I want briefly to raise the work of Southall Black Sisters, which is outside my constituency boundary. It has been involved in many landmark cases that have changed the law. A well known example is that of Kiranjit Ahluwalia, whose conviction for murdering her husband in 1989 after 10 years of sustained abuse was eventually quashed in 1992. It was a case of diminished responsibility; it was retried and led to a film with the Bollywood actress Aishwarya Rai called “Provoked”—the case hinged on provocation.
As has been said, the point about geography—when people are told, “You’re in the wrong borough; you can’t access these services”—is already stymying these services. Southall Black Sisters goes further than it says on the tin: it has helped people outside the borough of Ealing—the case I have referred to was from Crawley in Sussex.

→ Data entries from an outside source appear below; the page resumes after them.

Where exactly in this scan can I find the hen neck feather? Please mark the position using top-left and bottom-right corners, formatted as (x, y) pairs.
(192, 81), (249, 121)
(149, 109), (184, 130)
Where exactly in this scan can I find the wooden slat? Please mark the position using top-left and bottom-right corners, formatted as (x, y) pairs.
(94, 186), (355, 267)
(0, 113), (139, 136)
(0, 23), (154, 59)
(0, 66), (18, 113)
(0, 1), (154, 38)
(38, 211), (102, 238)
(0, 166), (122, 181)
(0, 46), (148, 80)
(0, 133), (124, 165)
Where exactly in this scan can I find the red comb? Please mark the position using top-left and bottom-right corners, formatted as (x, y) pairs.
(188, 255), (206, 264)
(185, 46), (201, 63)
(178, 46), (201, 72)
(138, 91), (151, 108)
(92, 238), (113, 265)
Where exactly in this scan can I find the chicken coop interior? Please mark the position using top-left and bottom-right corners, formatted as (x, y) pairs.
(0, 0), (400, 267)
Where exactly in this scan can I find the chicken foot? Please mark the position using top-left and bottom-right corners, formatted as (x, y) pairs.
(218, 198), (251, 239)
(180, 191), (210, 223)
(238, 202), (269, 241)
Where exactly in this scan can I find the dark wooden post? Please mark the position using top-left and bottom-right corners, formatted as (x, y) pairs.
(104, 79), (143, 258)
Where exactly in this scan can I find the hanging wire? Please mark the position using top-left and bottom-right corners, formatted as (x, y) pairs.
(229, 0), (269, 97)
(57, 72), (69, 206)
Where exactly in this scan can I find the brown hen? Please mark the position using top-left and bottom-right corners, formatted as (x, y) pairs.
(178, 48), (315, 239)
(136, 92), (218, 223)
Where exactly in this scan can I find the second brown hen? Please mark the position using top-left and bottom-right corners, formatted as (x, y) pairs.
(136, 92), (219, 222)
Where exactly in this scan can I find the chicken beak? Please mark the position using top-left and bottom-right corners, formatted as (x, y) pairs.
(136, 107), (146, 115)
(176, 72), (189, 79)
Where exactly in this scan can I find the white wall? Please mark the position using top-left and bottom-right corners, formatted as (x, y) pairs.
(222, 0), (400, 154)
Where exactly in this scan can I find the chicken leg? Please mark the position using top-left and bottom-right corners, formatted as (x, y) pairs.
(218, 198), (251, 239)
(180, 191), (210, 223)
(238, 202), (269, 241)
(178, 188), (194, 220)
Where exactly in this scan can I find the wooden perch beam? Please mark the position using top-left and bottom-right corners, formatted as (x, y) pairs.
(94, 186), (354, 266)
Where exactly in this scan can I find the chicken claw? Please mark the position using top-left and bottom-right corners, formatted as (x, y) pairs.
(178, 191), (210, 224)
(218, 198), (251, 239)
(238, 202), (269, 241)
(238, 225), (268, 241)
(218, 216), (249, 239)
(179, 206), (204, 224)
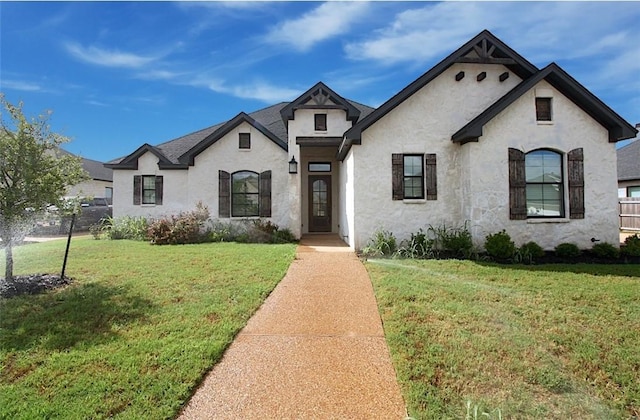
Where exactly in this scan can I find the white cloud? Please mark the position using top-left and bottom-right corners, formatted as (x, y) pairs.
(265, 2), (369, 51)
(186, 77), (302, 103)
(65, 42), (159, 68)
(345, 2), (640, 65)
(0, 79), (42, 92)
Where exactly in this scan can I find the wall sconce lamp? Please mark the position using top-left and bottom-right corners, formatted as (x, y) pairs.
(289, 156), (298, 174)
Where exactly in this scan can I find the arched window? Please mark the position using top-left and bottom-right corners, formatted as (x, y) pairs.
(231, 171), (260, 217)
(525, 149), (564, 217)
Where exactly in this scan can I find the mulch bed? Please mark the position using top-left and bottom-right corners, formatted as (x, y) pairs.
(0, 274), (73, 298)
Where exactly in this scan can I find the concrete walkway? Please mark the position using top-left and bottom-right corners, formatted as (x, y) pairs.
(180, 235), (407, 419)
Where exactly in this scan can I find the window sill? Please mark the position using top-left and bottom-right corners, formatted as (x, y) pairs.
(527, 217), (571, 225)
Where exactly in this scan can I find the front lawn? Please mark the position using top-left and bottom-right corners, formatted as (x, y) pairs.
(0, 238), (295, 419)
(366, 260), (640, 419)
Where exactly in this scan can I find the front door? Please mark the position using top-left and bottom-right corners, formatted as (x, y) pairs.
(309, 175), (331, 232)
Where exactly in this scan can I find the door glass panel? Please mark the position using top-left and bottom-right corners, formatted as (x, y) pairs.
(312, 180), (328, 217)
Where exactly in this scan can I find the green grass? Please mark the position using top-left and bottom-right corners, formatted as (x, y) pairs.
(366, 260), (640, 419)
(0, 238), (295, 419)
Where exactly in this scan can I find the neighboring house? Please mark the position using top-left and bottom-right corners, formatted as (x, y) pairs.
(617, 139), (640, 197)
(106, 31), (637, 253)
(62, 150), (113, 203)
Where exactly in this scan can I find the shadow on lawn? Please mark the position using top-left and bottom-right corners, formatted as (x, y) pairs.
(476, 261), (640, 279)
(0, 283), (153, 351)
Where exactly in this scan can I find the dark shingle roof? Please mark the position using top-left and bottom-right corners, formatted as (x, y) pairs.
(60, 149), (113, 182)
(106, 100), (374, 170)
(617, 139), (640, 181)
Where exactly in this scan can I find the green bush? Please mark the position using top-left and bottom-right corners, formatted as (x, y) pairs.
(362, 229), (398, 257)
(555, 242), (581, 258)
(621, 233), (640, 257)
(591, 242), (620, 259)
(148, 203), (209, 245)
(95, 216), (149, 241)
(484, 229), (516, 260)
(397, 229), (434, 258)
(429, 222), (473, 258)
(517, 241), (544, 264)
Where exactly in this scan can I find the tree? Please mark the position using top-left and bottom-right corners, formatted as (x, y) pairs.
(0, 94), (88, 280)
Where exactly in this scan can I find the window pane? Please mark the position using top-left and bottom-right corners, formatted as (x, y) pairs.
(231, 171), (260, 217)
(309, 162), (331, 172)
(404, 156), (422, 176)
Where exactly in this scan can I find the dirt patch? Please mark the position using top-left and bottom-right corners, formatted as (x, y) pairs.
(0, 274), (73, 298)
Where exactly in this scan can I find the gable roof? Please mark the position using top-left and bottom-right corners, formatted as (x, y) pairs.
(280, 82), (360, 125)
(59, 149), (113, 182)
(451, 63), (637, 144)
(338, 29), (538, 159)
(616, 139), (640, 181)
(105, 95), (374, 169)
(178, 112), (288, 166)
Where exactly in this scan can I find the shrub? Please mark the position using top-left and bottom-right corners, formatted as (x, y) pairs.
(484, 229), (516, 260)
(555, 242), (581, 258)
(429, 222), (473, 258)
(398, 229), (434, 258)
(362, 229), (398, 257)
(148, 203), (209, 245)
(517, 241), (544, 264)
(591, 242), (620, 259)
(97, 216), (149, 241)
(621, 233), (640, 257)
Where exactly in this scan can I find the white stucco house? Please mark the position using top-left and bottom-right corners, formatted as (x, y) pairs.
(106, 31), (637, 249)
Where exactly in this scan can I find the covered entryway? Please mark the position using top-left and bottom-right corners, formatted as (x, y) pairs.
(308, 175), (331, 232)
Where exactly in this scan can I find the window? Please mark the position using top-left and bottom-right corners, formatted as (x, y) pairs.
(391, 153), (438, 200)
(104, 187), (113, 204)
(402, 155), (424, 198)
(314, 114), (327, 131)
(536, 98), (551, 121)
(239, 133), (251, 149)
(309, 162), (331, 172)
(133, 175), (163, 205)
(525, 150), (564, 217)
(231, 171), (260, 217)
(509, 147), (585, 220)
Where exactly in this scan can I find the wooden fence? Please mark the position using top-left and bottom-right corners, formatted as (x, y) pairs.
(618, 197), (640, 231)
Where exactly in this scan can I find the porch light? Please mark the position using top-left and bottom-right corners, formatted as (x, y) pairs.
(289, 156), (298, 174)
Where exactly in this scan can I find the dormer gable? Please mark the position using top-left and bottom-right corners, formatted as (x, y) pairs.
(280, 82), (360, 126)
(104, 143), (176, 170)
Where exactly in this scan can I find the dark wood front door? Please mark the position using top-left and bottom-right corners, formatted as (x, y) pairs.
(309, 175), (331, 232)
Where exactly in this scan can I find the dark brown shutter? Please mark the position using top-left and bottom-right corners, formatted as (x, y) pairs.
(425, 153), (438, 200)
(133, 175), (142, 206)
(260, 171), (271, 217)
(391, 153), (404, 200)
(218, 171), (231, 217)
(509, 148), (527, 220)
(567, 147), (584, 219)
(156, 176), (164, 206)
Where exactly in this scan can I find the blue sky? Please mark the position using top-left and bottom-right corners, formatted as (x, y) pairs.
(0, 2), (640, 161)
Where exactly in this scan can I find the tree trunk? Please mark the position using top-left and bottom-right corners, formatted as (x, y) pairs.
(4, 238), (13, 281)
(0, 225), (13, 280)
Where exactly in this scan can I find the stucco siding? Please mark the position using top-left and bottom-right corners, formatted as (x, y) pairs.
(352, 64), (520, 248)
(66, 179), (113, 197)
(462, 81), (618, 249)
(339, 149), (355, 248)
(189, 123), (289, 227)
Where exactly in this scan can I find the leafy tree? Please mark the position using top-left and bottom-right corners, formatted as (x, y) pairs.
(0, 94), (88, 280)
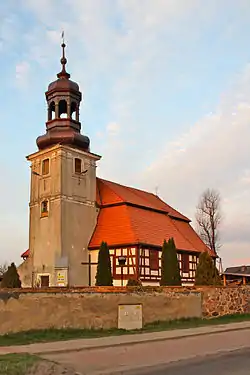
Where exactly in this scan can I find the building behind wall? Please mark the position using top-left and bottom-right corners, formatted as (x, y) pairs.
(19, 43), (215, 287)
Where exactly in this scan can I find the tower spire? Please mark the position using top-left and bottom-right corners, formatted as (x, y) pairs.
(57, 31), (70, 79)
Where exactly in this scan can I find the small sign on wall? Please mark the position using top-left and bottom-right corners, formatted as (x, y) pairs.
(56, 270), (68, 286)
(118, 304), (142, 330)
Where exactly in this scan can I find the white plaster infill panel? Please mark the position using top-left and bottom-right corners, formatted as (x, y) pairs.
(118, 304), (142, 330)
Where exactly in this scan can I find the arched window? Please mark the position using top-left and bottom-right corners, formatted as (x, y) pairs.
(75, 158), (82, 174)
(48, 101), (56, 121)
(70, 102), (77, 120)
(41, 200), (49, 217)
(42, 159), (49, 176)
(59, 99), (68, 118)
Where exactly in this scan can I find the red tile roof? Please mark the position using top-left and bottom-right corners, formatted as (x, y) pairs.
(97, 178), (190, 222)
(89, 178), (214, 255)
(21, 178), (215, 257)
(21, 249), (30, 258)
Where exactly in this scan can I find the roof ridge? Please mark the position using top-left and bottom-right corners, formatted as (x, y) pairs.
(96, 177), (158, 198)
(97, 177), (125, 202)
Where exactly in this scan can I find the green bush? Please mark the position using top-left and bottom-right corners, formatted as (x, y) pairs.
(1, 263), (21, 288)
(195, 251), (222, 286)
(161, 238), (181, 286)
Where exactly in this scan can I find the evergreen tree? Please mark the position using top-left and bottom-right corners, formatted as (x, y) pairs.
(195, 251), (221, 286)
(96, 242), (113, 286)
(161, 238), (181, 286)
(1, 263), (21, 288)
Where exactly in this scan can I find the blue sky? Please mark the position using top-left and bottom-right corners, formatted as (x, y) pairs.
(0, 0), (250, 266)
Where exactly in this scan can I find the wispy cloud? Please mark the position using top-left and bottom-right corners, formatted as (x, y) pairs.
(16, 61), (30, 89)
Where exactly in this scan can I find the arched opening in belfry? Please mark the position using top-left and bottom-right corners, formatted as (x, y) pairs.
(48, 101), (56, 121)
(70, 102), (77, 120)
(58, 99), (68, 118)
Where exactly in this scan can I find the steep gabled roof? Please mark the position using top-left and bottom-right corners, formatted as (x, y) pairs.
(22, 178), (215, 257)
(96, 178), (190, 222)
(89, 178), (215, 256)
(224, 266), (250, 276)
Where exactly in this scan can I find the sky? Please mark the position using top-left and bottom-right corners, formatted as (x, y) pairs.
(0, 0), (250, 267)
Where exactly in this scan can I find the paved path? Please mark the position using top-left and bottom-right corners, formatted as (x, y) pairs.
(131, 350), (250, 375)
(0, 321), (250, 355)
(43, 329), (250, 375)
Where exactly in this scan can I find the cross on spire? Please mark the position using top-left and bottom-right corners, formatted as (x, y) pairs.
(57, 31), (70, 79)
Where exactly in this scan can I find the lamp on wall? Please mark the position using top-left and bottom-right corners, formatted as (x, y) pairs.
(118, 256), (127, 286)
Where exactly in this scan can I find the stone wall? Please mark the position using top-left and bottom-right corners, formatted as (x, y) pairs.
(0, 290), (201, 334)
(0, 287), (250, 334)
(202, 287), (250, 317)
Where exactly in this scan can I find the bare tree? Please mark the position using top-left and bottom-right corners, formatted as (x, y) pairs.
(196, 189), (222, 254)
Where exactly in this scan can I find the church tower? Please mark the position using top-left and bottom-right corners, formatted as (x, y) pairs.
(27, 41), (100, 287)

Another, similar case that Southall Black Sisters took on was that of Zoora Shah, who originally came from Bradford. She poisoned her husband while under enormous duress—depression and sustained domestic violence to her and her kid for many years. I am a member of the Select Committee on Justice, so I know that individuals find the legal system difficult, costly, protracted and adversarial. Legal aid is becoming scarcer and scarcer, so the support services that come with the refuges are absolutely vital in this day and age.
The caps on housing benefit, cutting rents in social housing—all these things are having a cumulative effect. In my constituency, we have a YMCA foyer, which my hon. Friend the Member for Ealing North (Stephen Pound) and I opened with great fanfare. It will have to close its doors because it is not getting the rising rents that its whole business plan is based on. My hon. Friend the Member for Birmingham, Yardley (Jess Phillips) put it very well when she talked about the cumulative effect of all these crazy policies that pick on the most vulnerable in society. It is ill-advised, costly, crude and nothing short of cruel.
These services are now condemned to closure. Only the month before last, we celebrated International Women’s Day in this place. The Minister needs to reverse the cuts to allow women to live with dignity. That is all we are asking. How can any Government allow such a state of affairs to continue, relentlessly pursuing these swingeing cuts that are decimating support services for women suffering domestic violence? Opposition Members have made the case for ring-fencing and statutory obligations so that funding is protected. We also need the abolition of “no recourse to public funds”, whereby, someone’s legal status means they are not allowed to access services. That straitjacket should not apply. It is a moral case, if nothing else.
We have seen U-turns on a range of Government policies. Just in the last week—on the day I asked a question about it at International Development questions —a U-turn on child refugees was announced. We had a debate about education in London, and everyone was talking about the idiocy of the forced academisation programme; two days later, that had gone. Let us hope that history repeats itself. The Minister is a reasonable man, and he must listen. This issue must be next on the list.
We are doing well on time, all of a sudden. We have more than 30 minutes. If the Opposition Spokespeople can keep within 10 minutes, there will be more time for interventions on the Minister —we want democratic accountability—and perhaps for Julie Cooper to wind up.